L’industrie du jeu vidéo expérimente l’IA plus rapidement que jamais, mais elle le fait dans un climat d’anxiété. Un nouveau rapport à l'échelle de l'industrie révèle que les développeurs et les studios utilisent activement des outils d'IA générative dans leur travail quotidien.
Cependant, un nombre croissant de professionnels estiment que la technologie fait finalement plus de mal que de bien, particulièrement à une époque où les licenciements continuent de secouer l’industrie du jeu vidéo.
Les résultats proviennent du rapport 2026 sur l'état de l'industrie du jeu, publié par les organisateurs de la Game Developers Conference et basés sur les réponses de plus de 2 300 professionnels de l'industrie, tous rôles et disciplines confondus.
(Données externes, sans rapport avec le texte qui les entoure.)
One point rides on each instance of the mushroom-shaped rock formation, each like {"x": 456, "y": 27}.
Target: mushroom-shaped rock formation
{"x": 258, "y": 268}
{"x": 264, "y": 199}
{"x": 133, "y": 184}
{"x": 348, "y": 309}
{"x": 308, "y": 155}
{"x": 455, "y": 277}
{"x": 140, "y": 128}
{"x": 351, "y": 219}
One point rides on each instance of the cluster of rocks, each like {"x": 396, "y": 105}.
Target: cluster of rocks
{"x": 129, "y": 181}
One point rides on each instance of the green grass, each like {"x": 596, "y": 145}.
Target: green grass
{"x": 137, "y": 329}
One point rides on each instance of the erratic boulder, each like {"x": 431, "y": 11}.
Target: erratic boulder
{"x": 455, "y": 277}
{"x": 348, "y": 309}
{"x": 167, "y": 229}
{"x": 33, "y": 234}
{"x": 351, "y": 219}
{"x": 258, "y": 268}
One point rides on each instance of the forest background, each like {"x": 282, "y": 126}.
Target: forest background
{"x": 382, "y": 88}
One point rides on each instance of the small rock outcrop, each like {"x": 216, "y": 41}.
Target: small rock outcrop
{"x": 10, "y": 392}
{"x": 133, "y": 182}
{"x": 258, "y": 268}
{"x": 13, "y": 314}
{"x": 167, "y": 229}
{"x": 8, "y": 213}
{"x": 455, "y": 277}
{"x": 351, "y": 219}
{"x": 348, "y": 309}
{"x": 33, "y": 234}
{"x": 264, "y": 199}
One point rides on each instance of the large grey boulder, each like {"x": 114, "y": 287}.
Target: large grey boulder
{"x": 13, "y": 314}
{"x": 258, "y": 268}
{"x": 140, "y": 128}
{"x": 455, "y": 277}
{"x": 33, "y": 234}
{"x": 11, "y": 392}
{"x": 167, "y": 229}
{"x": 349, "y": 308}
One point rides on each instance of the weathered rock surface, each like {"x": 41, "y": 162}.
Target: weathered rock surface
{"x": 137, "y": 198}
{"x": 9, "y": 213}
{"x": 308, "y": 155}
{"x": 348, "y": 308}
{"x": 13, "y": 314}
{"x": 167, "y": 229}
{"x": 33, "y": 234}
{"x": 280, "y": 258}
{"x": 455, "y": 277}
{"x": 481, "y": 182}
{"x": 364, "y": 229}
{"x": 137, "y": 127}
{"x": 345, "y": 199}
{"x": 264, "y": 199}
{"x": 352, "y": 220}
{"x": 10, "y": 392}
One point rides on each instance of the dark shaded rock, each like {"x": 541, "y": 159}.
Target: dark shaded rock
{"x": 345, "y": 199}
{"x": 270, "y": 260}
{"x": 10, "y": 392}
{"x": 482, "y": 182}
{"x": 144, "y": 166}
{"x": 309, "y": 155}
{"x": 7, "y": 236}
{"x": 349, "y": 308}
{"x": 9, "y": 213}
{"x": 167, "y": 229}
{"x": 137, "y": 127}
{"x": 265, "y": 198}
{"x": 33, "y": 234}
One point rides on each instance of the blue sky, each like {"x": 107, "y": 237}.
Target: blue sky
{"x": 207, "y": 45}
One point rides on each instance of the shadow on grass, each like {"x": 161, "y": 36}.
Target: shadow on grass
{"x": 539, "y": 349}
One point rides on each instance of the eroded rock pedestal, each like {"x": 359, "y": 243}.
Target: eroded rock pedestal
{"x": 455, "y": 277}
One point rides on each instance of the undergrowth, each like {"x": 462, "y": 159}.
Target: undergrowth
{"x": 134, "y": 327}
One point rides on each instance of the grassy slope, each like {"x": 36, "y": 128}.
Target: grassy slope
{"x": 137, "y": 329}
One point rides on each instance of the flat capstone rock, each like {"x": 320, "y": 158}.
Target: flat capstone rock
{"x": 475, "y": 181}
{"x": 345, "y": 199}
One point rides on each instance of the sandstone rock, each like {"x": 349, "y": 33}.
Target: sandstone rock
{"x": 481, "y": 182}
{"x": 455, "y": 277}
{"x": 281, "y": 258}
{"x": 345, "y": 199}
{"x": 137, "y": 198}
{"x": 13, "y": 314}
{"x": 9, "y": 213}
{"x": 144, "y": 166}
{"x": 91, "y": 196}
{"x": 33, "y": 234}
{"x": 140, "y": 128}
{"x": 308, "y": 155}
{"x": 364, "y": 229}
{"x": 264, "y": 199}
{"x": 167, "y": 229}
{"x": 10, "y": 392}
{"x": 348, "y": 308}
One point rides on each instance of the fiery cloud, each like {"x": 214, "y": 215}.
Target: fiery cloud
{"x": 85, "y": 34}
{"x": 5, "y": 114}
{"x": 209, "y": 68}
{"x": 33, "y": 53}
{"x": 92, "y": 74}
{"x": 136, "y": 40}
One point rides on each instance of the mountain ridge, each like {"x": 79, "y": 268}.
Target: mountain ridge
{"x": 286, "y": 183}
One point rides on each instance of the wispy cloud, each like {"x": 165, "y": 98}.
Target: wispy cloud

Le rapport dresse le portrait d’une industrie prise entre les gains d’efficacité promis par l’intelligence artificielle et les craintes réelles concernant la sécurité de l’emploi, l’érosion créative et l’impact à long terme.
L’adoption de l’IA augmente à mesure que la précarité de l’emploi s’aggrave
Selon le rapport, 52 % des professionnels de l’industrie du jeu vidéo pensent désormais que l’IA générative est mauvaise pour l’industrie, contre 30 % l’année dernière. Seuls 7 % pensent que l’IA a un impact positif, un chiffre en baisse constante au cours des deux dernières années.
Les licenciements restent un problème déterminant. 28 % des personnes interrogées ont déclaré avoir été licenciées au cours des deux dernières années, un chiffre qui grimpe à 33 % parmi les travailleurs basés aux États-Unis. La moitié des personnes interrogées ont également déclaré que leur employeur actuel ou le plus récent avait procédé à des licenciements au cours des 12 derniers mois, soulignant l'ampleur des perturbations.
Malgré l’incertitude, 36 % des professionnels de l’industrie du jeu vidéo utilisent désormais des outils d’IA générative dans le cadre de leur travail. L'utilisation varie considérablement selon le rôle. Seulement 30 % des personnes travaillant dans des studios de jeux ont déclaré utiliser l’IA, contre 58 % de celles occupant des postes dans l’édition, le marketing, les relations publiques et le support.
Pourquoi les développeurs de jeux se méfient de plus en plus des outils d’IA
Même au sein de grands studios comme EA, les développeurs signalent que les outils d’IA peuvent causer plus de problèmes qu’aider, obligeant les artistes et les concepteurs à corriger les actifs « hallucinés » ou cassés.
Beaucoup craignent également qu’en agissant ainsi, ils forment effectivement les systèmes mêmes dont ils craignent qu’ils ne les remplacent à l’avenir. Plus récemment, Meta a licencié des centaines d'employés de sa division métaverse, notamment des équipes travaillant sur ses jeux de réalité virtuelle.
Ce scepticisme croissant suggère que même si l’IA devient de plus en plus difficile à éviter, la confiance dans son rôle dans le développement de jeux s’érode rapidement.